And what about the gender question or the roles of female revolutionaries and their perspective of the Soviet revolution? Rosa Luxembourg is mentioned, yes, but what about other women in the Revolution? It might appear a moot point, given the “era” in which Rodney’s notes were composed, but in the text there is very little consideration of the gender question and likewise no reference to, for instance, Alexandra Kollontai, one of the main ideologues and female leaders of the Bolshevik revolution. Attendant with this is an uneasy tendency on the author’s part to advance a “romantic” view of the Soviet model of economic development at the expense, for example, of “third world” development models—to wit, Rodney’s mentor C. L. R. James’s claim that even cooks can govern.3

Yet throughout the text we witness a master historian tussling with his subject matter, looking for answers with available material. As members of the Rodney family observe in the acknowledgments section, “Readers are reminded that this work needs to be examined in the context of the world as it existed at the time and in the context of who Rodney was at the time” (187). Indeed, we witness at the very end of the book an almost perfect description of Rodney’s motive and practice: “The Soviet Revolution of 1917 and the subsequent construction of Socialism emerg[e] as a very positive historical experience from which we ourselves can derive a great deal as we move to confront similar problems” (186). The operative phrases here are “we ourselves” and “similar problems,” defining Rodney’s vantage point as a denizen of the “third world.”

Overall, Rodney offers an authoritative, introspective, and discerning view of the Russian Revolution.
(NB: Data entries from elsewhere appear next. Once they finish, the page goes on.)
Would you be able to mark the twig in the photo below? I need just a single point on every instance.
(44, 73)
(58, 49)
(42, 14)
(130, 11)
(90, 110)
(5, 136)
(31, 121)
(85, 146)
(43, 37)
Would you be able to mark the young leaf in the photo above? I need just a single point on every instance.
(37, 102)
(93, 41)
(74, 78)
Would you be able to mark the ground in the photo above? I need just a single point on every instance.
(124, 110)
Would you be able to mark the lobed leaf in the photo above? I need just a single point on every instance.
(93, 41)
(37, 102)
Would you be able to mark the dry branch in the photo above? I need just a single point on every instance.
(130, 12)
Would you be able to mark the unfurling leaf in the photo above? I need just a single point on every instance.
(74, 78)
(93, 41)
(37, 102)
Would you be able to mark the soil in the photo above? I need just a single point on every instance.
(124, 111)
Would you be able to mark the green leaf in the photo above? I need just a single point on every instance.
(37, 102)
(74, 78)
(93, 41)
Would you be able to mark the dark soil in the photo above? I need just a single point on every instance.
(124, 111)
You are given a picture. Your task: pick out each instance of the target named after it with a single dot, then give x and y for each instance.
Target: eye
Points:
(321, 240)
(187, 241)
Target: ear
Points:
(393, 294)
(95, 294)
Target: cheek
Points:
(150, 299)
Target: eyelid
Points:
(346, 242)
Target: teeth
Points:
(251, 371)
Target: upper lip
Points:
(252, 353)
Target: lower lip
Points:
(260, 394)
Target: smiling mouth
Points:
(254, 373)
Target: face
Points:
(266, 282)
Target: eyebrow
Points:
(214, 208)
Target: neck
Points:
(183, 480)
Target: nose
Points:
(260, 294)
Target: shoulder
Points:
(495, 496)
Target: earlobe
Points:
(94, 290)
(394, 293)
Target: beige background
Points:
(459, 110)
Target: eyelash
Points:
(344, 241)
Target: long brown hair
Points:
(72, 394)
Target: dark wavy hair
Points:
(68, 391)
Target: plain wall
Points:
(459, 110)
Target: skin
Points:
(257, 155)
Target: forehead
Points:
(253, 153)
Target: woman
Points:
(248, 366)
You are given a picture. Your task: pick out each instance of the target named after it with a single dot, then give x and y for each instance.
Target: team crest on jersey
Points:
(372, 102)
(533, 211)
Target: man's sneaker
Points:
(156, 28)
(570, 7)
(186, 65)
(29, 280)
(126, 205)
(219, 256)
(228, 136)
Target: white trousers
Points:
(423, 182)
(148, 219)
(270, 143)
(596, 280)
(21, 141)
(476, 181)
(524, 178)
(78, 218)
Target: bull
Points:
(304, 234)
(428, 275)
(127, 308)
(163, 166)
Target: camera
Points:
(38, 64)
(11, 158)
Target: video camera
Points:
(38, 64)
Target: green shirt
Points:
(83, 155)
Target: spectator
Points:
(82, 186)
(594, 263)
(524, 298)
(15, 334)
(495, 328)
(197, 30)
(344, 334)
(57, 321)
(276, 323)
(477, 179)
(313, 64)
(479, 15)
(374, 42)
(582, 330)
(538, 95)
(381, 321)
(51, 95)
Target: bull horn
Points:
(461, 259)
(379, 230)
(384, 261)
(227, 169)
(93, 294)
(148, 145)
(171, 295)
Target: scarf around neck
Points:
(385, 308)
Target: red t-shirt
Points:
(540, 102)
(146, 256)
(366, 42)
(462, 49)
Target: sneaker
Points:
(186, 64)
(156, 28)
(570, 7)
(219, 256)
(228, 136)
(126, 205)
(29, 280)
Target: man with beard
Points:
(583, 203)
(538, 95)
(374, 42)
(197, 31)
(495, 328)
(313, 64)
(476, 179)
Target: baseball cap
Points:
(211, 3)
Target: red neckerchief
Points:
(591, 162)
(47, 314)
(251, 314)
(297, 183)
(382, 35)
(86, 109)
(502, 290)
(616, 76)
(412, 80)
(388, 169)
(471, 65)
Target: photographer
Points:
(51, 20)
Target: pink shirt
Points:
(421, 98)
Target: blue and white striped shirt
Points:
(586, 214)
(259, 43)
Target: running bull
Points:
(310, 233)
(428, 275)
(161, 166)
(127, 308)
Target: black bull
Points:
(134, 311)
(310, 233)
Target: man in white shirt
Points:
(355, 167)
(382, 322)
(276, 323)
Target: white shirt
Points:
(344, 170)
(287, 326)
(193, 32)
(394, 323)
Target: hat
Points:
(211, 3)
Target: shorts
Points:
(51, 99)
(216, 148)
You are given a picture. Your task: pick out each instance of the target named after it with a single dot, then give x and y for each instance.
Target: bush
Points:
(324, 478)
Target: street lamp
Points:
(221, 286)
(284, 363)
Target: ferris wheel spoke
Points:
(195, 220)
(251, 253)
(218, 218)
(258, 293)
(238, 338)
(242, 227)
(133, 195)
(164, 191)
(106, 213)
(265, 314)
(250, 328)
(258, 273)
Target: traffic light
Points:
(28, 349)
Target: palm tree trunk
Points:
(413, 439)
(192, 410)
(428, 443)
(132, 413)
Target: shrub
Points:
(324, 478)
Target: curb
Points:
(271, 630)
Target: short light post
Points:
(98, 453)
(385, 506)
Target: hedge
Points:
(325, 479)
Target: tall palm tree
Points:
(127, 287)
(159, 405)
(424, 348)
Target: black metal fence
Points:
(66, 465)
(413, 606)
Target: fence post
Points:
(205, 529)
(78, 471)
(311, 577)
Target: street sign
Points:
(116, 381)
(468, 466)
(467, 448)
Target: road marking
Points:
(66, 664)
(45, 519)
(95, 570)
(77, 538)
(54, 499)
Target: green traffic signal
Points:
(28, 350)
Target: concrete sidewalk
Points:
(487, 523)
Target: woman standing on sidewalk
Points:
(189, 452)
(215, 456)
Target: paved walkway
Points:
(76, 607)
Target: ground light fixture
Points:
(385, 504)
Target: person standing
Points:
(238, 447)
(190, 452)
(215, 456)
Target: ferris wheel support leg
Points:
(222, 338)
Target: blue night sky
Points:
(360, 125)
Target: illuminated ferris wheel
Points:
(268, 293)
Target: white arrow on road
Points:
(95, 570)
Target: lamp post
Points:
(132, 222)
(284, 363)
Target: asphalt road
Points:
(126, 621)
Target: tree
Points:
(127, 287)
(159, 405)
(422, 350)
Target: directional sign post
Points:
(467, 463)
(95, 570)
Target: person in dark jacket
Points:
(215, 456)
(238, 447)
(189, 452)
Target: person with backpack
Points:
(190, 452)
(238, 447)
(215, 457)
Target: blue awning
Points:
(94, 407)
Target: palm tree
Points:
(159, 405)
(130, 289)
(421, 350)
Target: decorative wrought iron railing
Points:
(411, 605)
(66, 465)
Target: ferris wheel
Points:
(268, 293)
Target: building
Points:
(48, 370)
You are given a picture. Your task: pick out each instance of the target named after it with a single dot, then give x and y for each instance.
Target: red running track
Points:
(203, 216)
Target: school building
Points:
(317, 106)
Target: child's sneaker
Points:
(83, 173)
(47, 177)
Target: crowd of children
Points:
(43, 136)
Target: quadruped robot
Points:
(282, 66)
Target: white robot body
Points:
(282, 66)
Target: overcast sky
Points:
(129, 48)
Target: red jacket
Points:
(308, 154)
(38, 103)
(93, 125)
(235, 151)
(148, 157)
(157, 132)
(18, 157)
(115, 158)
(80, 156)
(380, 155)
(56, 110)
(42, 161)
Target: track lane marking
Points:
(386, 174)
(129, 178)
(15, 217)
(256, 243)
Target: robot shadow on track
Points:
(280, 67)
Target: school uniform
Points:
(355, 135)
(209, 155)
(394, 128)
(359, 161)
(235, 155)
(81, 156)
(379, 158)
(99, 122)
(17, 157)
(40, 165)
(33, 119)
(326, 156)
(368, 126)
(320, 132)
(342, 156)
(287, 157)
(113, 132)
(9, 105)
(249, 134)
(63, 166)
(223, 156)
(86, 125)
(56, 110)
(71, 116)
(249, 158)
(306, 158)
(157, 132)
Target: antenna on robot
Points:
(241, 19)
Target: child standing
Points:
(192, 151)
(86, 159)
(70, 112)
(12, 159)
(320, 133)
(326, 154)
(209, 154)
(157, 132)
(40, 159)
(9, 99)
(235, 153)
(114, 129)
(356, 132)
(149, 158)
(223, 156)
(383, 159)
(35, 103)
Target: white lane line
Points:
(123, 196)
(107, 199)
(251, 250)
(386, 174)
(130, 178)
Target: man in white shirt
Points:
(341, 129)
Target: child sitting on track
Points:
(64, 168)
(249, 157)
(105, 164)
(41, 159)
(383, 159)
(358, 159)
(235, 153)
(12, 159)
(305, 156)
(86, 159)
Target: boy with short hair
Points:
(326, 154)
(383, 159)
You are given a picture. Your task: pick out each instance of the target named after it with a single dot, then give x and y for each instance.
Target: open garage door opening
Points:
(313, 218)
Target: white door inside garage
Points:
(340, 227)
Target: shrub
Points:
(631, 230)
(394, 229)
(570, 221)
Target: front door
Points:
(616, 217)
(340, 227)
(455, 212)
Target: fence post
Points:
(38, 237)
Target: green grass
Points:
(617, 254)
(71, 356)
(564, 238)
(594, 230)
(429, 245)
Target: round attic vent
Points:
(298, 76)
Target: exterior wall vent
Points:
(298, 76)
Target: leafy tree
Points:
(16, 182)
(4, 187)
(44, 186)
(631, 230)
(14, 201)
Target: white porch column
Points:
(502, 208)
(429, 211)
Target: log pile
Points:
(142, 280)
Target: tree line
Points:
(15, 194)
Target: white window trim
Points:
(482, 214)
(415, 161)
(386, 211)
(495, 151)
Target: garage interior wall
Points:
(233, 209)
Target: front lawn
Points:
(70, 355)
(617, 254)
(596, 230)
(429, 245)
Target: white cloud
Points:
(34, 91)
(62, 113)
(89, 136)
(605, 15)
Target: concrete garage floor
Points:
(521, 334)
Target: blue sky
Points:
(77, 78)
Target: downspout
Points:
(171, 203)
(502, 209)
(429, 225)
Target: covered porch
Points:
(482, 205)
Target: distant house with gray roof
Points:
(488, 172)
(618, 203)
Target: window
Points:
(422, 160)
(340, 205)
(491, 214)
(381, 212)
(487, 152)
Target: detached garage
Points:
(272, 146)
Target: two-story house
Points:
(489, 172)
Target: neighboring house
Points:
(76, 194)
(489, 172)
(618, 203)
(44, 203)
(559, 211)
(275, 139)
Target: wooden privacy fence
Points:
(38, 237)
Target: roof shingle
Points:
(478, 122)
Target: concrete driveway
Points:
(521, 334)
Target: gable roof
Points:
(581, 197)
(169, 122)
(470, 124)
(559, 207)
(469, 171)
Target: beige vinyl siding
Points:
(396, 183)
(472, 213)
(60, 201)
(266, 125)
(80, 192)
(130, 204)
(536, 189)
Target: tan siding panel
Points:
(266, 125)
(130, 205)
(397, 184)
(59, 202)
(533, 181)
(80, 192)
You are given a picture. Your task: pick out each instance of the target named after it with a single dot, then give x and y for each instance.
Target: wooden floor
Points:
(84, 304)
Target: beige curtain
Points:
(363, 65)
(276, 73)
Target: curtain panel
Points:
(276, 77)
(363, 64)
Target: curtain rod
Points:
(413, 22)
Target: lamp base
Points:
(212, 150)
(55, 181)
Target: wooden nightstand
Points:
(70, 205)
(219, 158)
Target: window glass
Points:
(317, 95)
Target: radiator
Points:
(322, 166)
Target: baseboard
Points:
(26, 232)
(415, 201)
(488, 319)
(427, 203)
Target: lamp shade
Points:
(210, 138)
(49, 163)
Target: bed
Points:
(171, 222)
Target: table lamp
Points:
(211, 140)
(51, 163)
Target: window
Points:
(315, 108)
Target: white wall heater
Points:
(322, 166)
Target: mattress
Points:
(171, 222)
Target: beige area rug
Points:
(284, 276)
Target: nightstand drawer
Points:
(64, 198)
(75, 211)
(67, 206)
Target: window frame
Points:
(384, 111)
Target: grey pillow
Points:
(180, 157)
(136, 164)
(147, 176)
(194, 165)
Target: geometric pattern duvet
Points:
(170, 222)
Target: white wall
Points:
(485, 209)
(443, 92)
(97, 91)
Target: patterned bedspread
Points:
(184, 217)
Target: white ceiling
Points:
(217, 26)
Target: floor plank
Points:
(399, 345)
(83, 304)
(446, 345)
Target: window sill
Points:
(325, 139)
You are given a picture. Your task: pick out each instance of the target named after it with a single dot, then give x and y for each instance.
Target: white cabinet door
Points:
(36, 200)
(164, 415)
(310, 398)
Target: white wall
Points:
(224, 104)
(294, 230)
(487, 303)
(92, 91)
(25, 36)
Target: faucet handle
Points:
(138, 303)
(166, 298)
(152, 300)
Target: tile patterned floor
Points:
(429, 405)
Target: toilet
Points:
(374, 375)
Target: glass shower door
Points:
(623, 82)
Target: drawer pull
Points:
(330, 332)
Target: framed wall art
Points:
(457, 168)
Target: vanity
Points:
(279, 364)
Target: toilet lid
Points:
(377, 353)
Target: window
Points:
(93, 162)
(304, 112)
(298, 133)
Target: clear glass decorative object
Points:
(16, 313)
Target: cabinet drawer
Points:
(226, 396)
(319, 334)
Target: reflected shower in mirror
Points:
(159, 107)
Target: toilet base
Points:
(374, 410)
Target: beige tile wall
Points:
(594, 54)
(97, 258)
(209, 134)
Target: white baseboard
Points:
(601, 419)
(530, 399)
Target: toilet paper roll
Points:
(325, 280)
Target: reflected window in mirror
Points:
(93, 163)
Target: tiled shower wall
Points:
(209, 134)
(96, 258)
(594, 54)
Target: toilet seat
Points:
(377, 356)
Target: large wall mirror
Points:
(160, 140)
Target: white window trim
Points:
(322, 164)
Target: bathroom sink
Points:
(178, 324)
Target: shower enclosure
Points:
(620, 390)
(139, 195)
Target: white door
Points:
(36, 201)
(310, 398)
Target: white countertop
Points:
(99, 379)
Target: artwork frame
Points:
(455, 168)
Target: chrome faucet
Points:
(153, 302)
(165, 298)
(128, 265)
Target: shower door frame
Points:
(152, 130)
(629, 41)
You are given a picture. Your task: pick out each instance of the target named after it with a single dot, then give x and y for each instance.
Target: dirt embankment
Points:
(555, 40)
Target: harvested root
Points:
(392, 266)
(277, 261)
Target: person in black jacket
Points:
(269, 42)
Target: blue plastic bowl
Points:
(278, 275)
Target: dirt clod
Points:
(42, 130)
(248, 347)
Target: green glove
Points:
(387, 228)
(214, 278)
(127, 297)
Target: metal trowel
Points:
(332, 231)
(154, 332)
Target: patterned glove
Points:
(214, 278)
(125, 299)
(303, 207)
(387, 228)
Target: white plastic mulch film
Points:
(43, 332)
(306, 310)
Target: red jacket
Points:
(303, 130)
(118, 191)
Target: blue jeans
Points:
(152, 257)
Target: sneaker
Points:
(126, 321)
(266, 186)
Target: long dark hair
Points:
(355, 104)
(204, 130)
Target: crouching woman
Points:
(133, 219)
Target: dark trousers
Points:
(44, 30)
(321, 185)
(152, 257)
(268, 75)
The active reader, pushed by the clarity of his prose and sometimes prescient offerings, will perhaps see the Bolshevik revolution as a “contemporary event” (6).

In a comment on Rodney’s activism in Guyana, Eusi Kwayana notes, “Methodical by nature, Walter Rodney on his return began systematically to inform himself about where the country had reached, how organisations, classes and individuals stood in respect of one another. He did not join the WPA until he had investigated everything fully.”4 This example demonstrates Rodney’s mantra of familiarizing himself with conditions in any place he visited or body of work related to that context. In the case of his study of the Russian Revolution, Rodney, warts and all, was likewise methodical and investigative, and along with the huge reservoir of writing on this most important twentieth-century revolution, Rodney’s text will be a sought-after item, especially by scholars and citizens of the “third world.” It is an essential referent for activists and scholars of the Russian Revolution and deserves wide readership and acclaim.

 

 

Nigel Westmaas is an associate professor of Africana studies at Hamilton College, New York. His research interests include the history of the newspaper press in Guyana, Pan-Africanism, and the rise and impact of political and social movements, mainly in the anglophone Caribbean. In Guyana he was politically active in Rodney’s party, the Working People’s Alliance.

 


1. See Michael West, “Rodney and the Question of Revolution” (presented at “Confrontations: UWI Student Protest and the Rodney Disturbance of 1968,” University of the West Indies, Mona, 20 October 2018).

2. Jan Carew, Moscow Is Not My Mecca (London: Secker and Warburg, 1964).

3. C. L. R. James, “Every Cook Can Govern: A Study of Democracy in Ancient Greece; Its Meaning for Today,” Correspondence 2, no. 12 (June 1956).

4. Eusi Kwayana, Walter Rodney (Georgetown: Catholic Standard, 1988), 8.